Closed validumitru closed 9 months ago
Hey @validumitru, in the Zendesk ticket stream schema the description
field is declared as a string.
The normalization process maps the string type to a VARCHAR type on Redshift.
I think that normalization currently supports SUPER type for redshift but only for object
field in schema, not string
.
I think we could make try to make the normalization smarter so that in defines the SUPER type for long string but I'm not sure to what extent it's something feasible. @grubberr I saw you contributed to the SUPER support on normalization (https://github.com/airbytehq/airbyte/pull/12064). Do you have an opinion on this topic?
Thanks for looking at this. Have managed to find some of the tickets that have long descriptions in Zendesk and it seems like the descriptions are actually 65535 kbytes (Zendesk might actually cut everything over 65k).
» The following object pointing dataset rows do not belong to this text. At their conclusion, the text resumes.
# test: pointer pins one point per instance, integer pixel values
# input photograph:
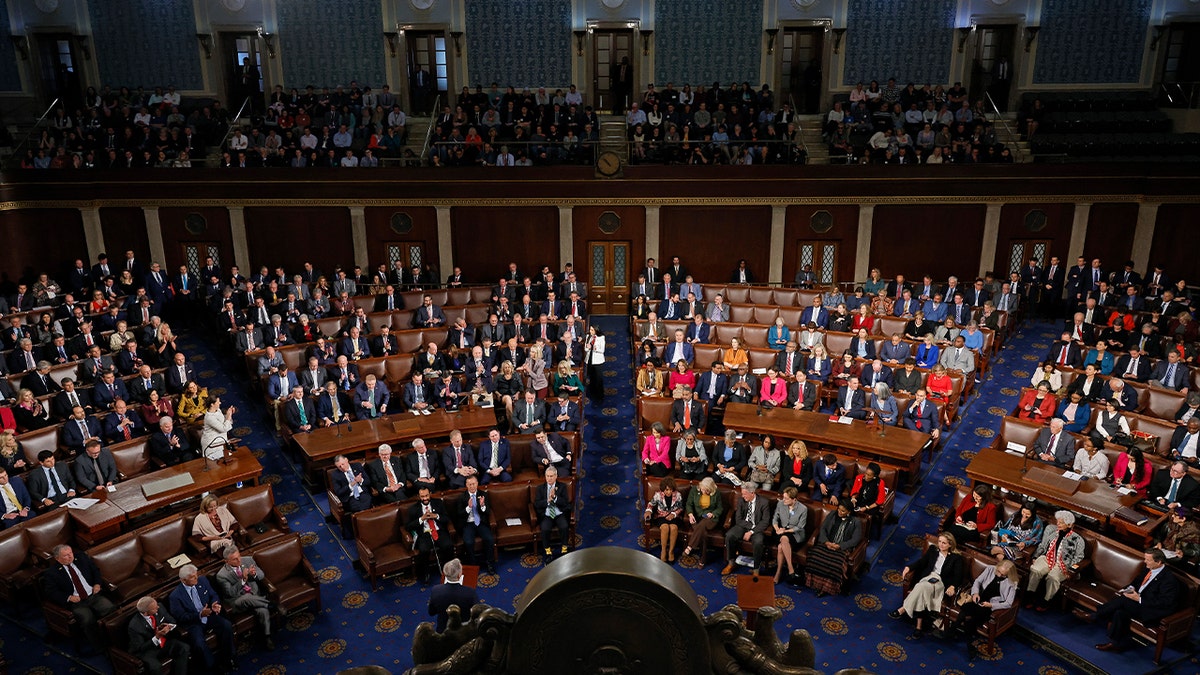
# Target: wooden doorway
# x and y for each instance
(991, 66)
(609, 276)
(823, 258)
(429, 70)
(609, 47)
(799, 69)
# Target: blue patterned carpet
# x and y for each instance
(363, 627)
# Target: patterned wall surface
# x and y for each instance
(909, 40)
(145, 42)
(331, 42)
(526, 43)
(701, 41)
(10, 79)
(1091, 41)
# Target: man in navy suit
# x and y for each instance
(922, 416)
(17, 501)
(815, 314)
(1151, 597)
(495, 459)
(1171, 372)
(197, 608)
(451, 592)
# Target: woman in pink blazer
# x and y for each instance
(657, 452)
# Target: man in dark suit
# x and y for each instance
(1065, 352)
(1173, 488)
(552, 508)
(451, 592)
(96, 469)
(1132, 366)
(851, 400)
(750, 523)
(495, 459)
(1151, 597)
(473, 523)
(49, 484)
(154, 638)
(179, 374)
(459, 461)
(169, 444)
(1054, 444)
(16, 499)
(424, 469)
(387, 475)
(299, 412)
(529, 413)
(922, 416)
(688, 413)
(73, 581)
(552, 451)
(430, 525)
(351, 485)
(730, 458)
(196, 605)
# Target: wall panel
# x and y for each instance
(125, 230)
(289, 237)
(487, 239)
(1174, 245)
(37, 240)
(215, 231)
(424, 232)
(1013, 228)
(1110, 234)
(799, 228)
(709, 240)
(935, 239)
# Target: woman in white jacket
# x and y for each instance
(594, 357)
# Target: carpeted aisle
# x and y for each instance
(358, 626)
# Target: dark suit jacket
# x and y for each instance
(1188, 494)
(57, 581)
(184, 609)
(447, 595)
(85, 473)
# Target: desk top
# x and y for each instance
(900, 443)
(325, 443)
(1093, 497)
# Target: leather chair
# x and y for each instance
(256, 512)
(384, 544)
(292, 581)
(511, 514)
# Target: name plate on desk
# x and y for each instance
(1051, 481)
(167, 484)
(406, 425)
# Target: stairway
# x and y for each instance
(615, 136)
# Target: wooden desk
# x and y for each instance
(1093, 497)
(105, 519)
(901, 447)
(319, 447)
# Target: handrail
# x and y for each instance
(233, 123)
(799, 132)
(429, 132)
(1015, 148)
(16, 151)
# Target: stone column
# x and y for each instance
(240, 245)
(863, 250)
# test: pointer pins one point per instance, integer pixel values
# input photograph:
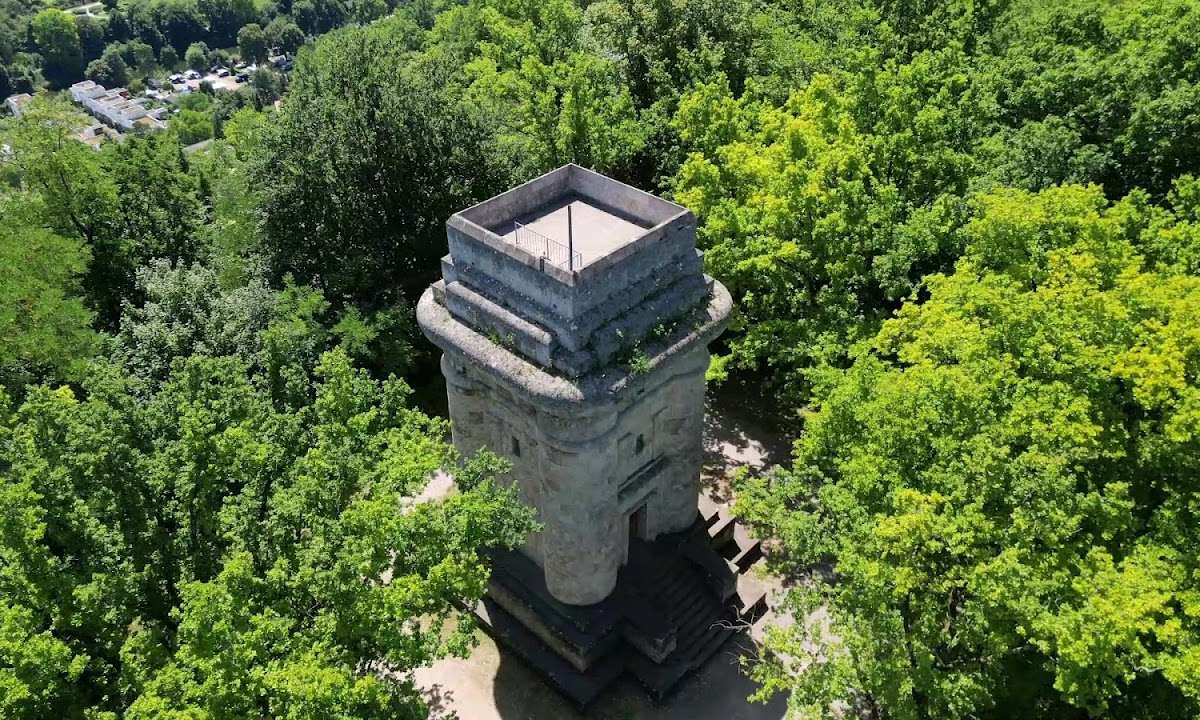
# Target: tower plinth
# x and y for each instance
(574, 316)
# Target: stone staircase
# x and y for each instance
(678, 601)
(705, 593)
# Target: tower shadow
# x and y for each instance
(717, 691)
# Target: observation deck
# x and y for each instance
(571, 269)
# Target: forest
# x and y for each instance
(964, 244)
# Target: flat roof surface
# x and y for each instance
(594, 232)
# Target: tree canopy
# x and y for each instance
(1005, 480)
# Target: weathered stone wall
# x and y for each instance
(587, 473)
(592, 382)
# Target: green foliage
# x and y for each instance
(283, 34)
(58, 41)
(252, 43)
(363, 166)
(109, 70)
(202, 551)
(807, 210)
(127, 204)
(45, 329)
(197, 55)
(191, 126)
(1003, 481)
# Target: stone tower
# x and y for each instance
(574, 317)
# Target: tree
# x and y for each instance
(226, 17)
(197, 55)
(366, 161)
(285, 35)
(45, 329)
(91, 36)
(58, 41)
(168, 58)
(180, 23)
(1005, 481)
(131, 202)
(252, 561)
(109, 70)
(252, 43)
(191, 126)
(821, 215)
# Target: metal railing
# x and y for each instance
(551, 251)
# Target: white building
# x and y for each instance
(112, 107)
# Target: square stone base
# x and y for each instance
(673, 607)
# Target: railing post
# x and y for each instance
(570, 240)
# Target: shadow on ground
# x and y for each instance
(718, 691)
(737, 436)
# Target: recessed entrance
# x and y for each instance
(637, 523)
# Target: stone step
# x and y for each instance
(697, 606)
(577, 687)
(748, 556)
(660, 678)
(720, 533)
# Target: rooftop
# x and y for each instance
(570, 217)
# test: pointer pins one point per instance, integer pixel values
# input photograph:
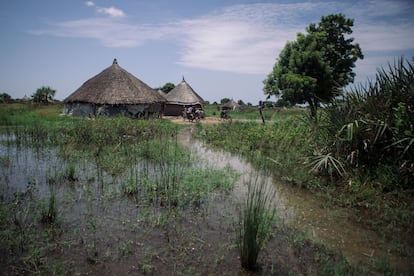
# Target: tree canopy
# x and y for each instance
(5, 98)
(313, 68)
(44, 95)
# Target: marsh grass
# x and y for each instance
(255, 221)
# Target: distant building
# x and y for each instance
(114, 91)
(181, 97)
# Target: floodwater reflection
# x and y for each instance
(300, 209)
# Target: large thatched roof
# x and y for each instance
(114, 85)
(183, 94)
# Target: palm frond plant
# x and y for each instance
(371, 125)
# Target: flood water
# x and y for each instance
(303, 210)
(297, 208)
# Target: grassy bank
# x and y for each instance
(286, 147)
(124, 196)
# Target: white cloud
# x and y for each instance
(248, 38)
(112, 12)
(89, 3)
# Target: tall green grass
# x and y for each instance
(255, 221)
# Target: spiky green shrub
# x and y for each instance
(374, 125)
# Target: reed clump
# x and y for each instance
(255, 221)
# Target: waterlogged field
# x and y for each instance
(116, 196)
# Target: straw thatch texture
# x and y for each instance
(115, 86)
(182, 96)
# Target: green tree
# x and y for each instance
(5, 98)
(44, 95)
(168, 87)
(315, 67)
(224, 100)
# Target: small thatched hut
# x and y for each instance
(114, 91)
(231, 105)
(181, 97)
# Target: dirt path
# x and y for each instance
(180, 120)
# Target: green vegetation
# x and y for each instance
(317, 65)
(44, 95)
(166, 211)
(255, 221)
(357, 155)
(95, 167)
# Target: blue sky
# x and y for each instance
(223, 48)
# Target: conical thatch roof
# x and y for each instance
(183, 94)
(114, 86)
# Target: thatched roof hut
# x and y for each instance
(181, 97)
(114, 91)
(231, 105)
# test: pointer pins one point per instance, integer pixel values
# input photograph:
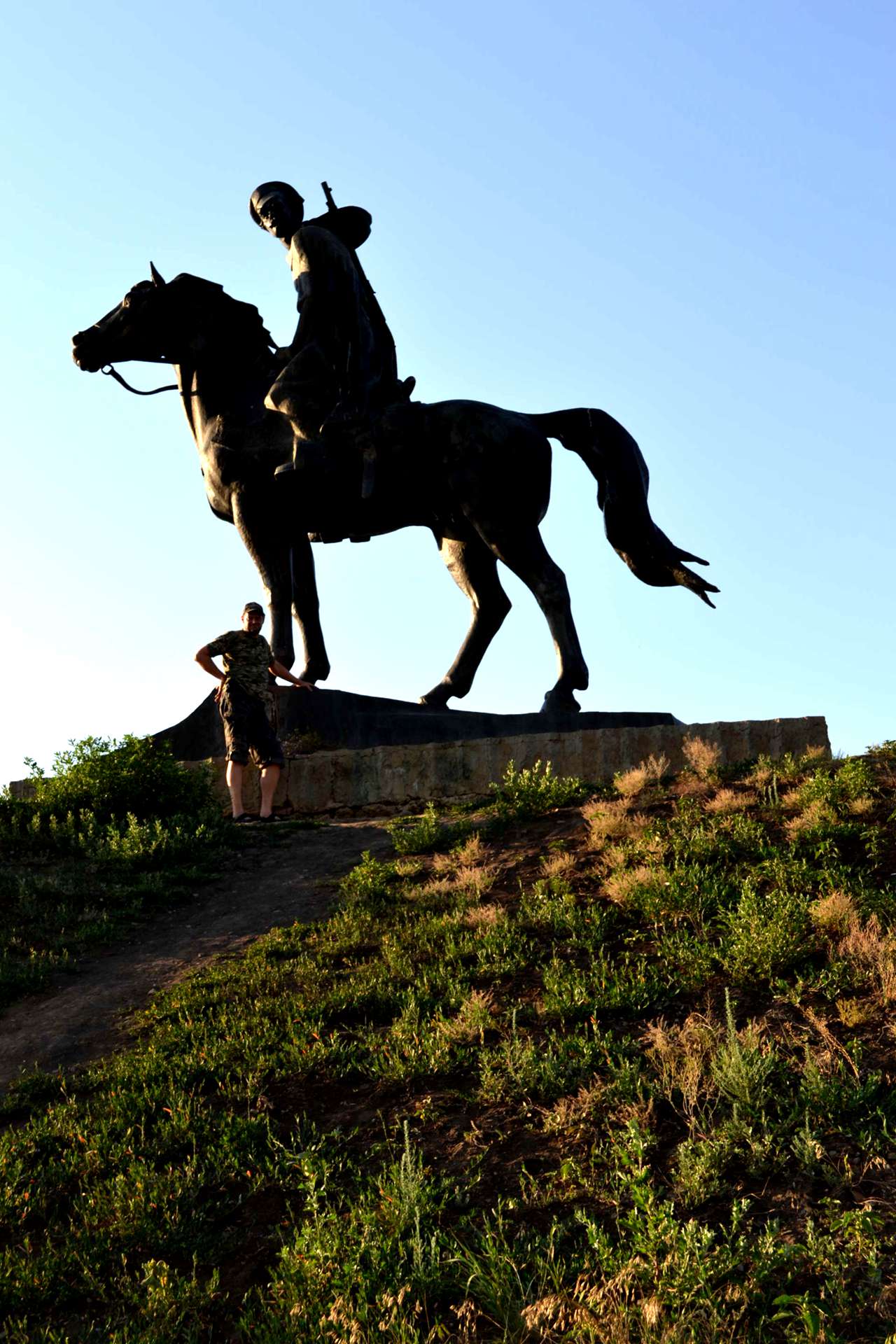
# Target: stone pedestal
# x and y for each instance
(406, 776)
So wondering why this error occurs, as you can see the errors says something about CONCAT() so wondering if the normalization attempts to do a CONCAT and then the result is too big ?
A setting that would cut the strings at 65k would also work for us in this case. Just something that would allow us to do the sync and wouldn't fail the whole sync because of a few records..
@alafanechere yes it works as you described - SUPER type used only for objects
.
In theory I think it possible to do - I mean to use SUPER type for string more then 65k.
is it good idea in general I don't know
CONCAT and then the result is too big ?
I think CONCAT
is used to concatenate the value of each field and compute a hash of the fields to use in hashid
column. @validumitru Could you please share your full sync logs, we might find more details about the context in which is error is raised.
@validumitru I found a duplicate issue (https://github.com/airbytehq/airbyte/issues/13734), downgrading the redshifht connector to 0.3.28
could be a workaround for you.
@alafanechere Thanks again for looking into this. I'm attaching the logs with the error. Good to know downgrading would be a workaround, even though it sounds a bit scary to be stuck with that version... logs-338.txt
FYI I encounter the same problem (CONCAT() result too long for type varchar(65535)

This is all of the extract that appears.